People can also undergo regular check-ups to detect cancer early and improve the chances of successful treatment.

Personalised medicine

Another advantage of genetic screening is personalised medicine. It allows doctors to treat patients based on their genotype. For instance, drug A may be more effective in treating a condition in one patient but not another patient with a different genotype. Another drug can then be used for the other patient that provides maximum efficacy in their treatment.

Knowing the patients’ genotypes allows doctors and pharmacists to prescribe the exact dose of a specific medicine to produce the desired outcome on the patients’ treatment plan. This would save money and prevent any unnecessary harm and side effects that some medications may have.

Application of DNA hybridisation in genetic counselling

Genetic counselling is a special form of social work. It provides advice and information to people, helping them make personal decisions about themselves and their children. Based on family history of hereditary conditions and genetic screening, genetic counselling can inform couples about their children’s chances of having a disease.

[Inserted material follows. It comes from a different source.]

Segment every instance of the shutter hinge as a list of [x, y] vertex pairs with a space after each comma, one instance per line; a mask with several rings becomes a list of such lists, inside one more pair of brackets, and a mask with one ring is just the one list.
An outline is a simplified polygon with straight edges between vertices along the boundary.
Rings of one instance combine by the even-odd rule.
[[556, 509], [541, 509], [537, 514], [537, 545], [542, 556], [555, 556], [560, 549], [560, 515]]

Here is some information to refresh your memory; alleles are usually either dominant or recessive. Suppose an individual is heterozygous for the dominant allele (i.e. has the dominant allele on one chromosome and the recessive allele on the other chromosome). In that case, they will show the dominant phenotype despite carrying the recessive allele. Only if an individual is homozygous for the recessive allele (i.e. has the recessive allele on both chromosomes) will they have the recessive phenotype.

Fig. 2 - Normal blood cell flow is compared to sickle cell

Ethical concerns of DNA hybridisation

Despite the many advantages of genetic screening, there are some major ethical considerations around genetic counselling. Genetic counsellors face a common ethical dilemma involving genetic screening on pregnant patients. We mentioned earlier that genetic screening could determine whether one or both parents are carriers of a medical problem. Other tests can determine whether the fetus has genetic mutations that will result in birth deformities, mental disability, or physical impediments. Counsellors may find it ethical challenging if they know that their pregnant patients may decide to terminate the pregnancy over carrying a fetus to term.

Inappropriate testing is another ethical challenge that surfaced when genetic testing became increasingly prevalent. This refers to couples who seek genetic counselling and testing in the hopes of having a baby with specific characteristics that they desire. Couples can undergo testing and abort pregnancies that do not result in ideal children, or even pregnancies that result in a child of the opposite sex to the one they desired.